Proposal 1 would amend the state's apportionment and redistricting process.  If approved, it would reverse some of the key reforms approved by voters in 2014, which were intended to reduce the influence of political parties in the once-a-decade process of redrawing state Legislative and Congressional district lines. It would also amend the process for counting the state's population and freeze the number of state senators at 63.  My concern is the proposal changes a process voters just recently approved.  It also unfairly empowers the majority party by preventing the minority party from having input in the process, and it significantly reduces the role of the redistricting commission. This is especially troubling when one party controls both houses of the state legislature, which is the current case in New York.                                                                                                        

Proposal 2 would amend the Constitution to establish the right of each person to "clean air and water and a healthful environment."  The effort to ensure these as fundamental rights is laudable, but the language is vague and difficult to define and enforce. The lack of details leaves the amendment open to interpretation and may result in costly and time-consuming legal challenges.

Proposition 3 would eliminate the current ten-day advance voter registration requirement in New York.  If approved, it would allow the Legislature to implement same-day voter registration. I consider the 10-day requirement a reasonable way to protect the integrity of the ballot box and prevent a voter from illegally registering and voting at multiple sites.  Allowing the Board of Elections time to determine a person's voting eligibility and to ensure they are registered in the proper district is an important safeguard. 

Proposal 4 also deals with the voting process by authorizing no-excuse absentee ballots.  Currently, absentee voters must be unable to appear at the polls because they are out of town or because of illness or physical disability.  The proposed amendment would eliminate those requirements and allow any voter to request an absentee ballot.

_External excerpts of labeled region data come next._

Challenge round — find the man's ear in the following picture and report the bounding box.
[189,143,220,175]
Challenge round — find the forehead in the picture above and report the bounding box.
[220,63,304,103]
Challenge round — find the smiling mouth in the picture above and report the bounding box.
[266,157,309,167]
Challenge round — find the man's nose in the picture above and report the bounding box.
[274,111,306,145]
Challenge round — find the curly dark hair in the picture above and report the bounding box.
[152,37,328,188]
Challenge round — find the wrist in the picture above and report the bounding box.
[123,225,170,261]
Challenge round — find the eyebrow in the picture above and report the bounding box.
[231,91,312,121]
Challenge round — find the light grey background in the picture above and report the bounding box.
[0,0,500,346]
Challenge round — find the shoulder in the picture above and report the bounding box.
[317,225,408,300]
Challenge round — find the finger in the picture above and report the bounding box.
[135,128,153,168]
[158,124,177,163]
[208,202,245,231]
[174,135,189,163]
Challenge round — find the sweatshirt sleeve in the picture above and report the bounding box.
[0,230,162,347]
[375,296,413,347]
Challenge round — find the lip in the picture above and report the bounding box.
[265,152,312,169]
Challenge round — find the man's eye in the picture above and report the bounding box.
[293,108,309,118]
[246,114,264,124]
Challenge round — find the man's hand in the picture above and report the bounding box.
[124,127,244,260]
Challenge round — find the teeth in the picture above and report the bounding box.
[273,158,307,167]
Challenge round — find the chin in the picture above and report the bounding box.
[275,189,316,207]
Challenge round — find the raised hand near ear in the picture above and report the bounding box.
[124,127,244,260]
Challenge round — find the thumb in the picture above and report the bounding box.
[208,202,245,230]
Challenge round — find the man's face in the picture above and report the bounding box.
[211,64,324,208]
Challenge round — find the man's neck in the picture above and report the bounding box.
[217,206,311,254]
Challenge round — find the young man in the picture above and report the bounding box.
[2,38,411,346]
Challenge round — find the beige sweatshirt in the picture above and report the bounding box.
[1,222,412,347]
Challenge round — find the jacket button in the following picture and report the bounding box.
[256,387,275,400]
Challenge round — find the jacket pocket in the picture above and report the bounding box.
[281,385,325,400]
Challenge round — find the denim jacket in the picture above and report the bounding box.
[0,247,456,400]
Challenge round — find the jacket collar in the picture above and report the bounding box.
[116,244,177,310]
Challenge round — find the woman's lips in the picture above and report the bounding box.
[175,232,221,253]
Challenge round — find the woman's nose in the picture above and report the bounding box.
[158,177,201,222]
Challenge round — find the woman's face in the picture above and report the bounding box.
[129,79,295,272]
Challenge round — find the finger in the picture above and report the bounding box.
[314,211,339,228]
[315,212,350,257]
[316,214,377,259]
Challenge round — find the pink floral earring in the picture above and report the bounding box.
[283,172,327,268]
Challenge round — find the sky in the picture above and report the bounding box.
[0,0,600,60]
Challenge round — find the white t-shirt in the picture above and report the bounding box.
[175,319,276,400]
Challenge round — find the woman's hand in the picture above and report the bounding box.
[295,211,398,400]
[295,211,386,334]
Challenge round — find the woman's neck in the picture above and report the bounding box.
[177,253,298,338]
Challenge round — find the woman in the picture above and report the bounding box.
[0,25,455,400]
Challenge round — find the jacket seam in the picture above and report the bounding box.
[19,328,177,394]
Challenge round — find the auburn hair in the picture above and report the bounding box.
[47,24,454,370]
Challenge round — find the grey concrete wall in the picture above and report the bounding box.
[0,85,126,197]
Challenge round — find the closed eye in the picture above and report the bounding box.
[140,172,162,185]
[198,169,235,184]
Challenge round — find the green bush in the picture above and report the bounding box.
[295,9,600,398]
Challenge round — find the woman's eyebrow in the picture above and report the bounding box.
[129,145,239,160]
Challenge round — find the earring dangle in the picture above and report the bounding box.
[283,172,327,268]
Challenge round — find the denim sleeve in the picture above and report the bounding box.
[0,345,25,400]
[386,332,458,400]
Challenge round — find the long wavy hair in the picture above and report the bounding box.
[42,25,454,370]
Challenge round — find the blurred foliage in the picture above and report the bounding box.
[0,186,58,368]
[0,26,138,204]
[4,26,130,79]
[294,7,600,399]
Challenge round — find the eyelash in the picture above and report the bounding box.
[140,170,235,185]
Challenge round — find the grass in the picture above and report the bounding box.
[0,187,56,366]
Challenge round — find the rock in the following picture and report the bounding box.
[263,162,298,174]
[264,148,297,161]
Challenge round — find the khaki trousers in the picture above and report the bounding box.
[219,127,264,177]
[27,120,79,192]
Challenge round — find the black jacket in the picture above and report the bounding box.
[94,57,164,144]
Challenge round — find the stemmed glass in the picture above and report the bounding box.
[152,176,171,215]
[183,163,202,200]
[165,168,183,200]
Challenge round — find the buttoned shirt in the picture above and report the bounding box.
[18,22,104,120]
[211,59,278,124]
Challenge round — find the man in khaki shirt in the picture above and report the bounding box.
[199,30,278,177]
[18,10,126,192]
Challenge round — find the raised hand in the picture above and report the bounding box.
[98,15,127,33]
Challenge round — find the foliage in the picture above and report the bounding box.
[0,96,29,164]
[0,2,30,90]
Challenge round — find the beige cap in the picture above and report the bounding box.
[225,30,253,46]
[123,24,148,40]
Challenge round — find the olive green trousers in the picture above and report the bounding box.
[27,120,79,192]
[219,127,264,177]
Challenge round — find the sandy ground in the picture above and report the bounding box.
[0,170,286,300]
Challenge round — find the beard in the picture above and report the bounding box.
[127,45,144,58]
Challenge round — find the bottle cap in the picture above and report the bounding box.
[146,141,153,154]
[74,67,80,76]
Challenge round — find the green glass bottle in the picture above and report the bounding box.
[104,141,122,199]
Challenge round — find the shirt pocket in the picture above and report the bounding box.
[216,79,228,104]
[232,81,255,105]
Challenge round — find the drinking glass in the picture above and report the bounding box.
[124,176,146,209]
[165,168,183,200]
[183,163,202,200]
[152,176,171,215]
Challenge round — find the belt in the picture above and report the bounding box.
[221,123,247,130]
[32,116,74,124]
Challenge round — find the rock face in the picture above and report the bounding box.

Proponents say the change will increase voter access and participation.  Opponents raise questions about the cost and the time it takes to tally results.

The final proposal applies only to Civil Courts in New York City and doubles the monetary limits for cases to $50,000, the first increase in 38 years.  Expanding access to Civil Courts helps ensure plaintiffs their day in court, while reducing expenses to claimants and taxpayers.  This proposal passed both houses of the Legislature unanimously. 

I encourage you to do your own research on these important questions and decide for yourself.  You can find more information at the Board of Elections web site: www.elections.ny.gov.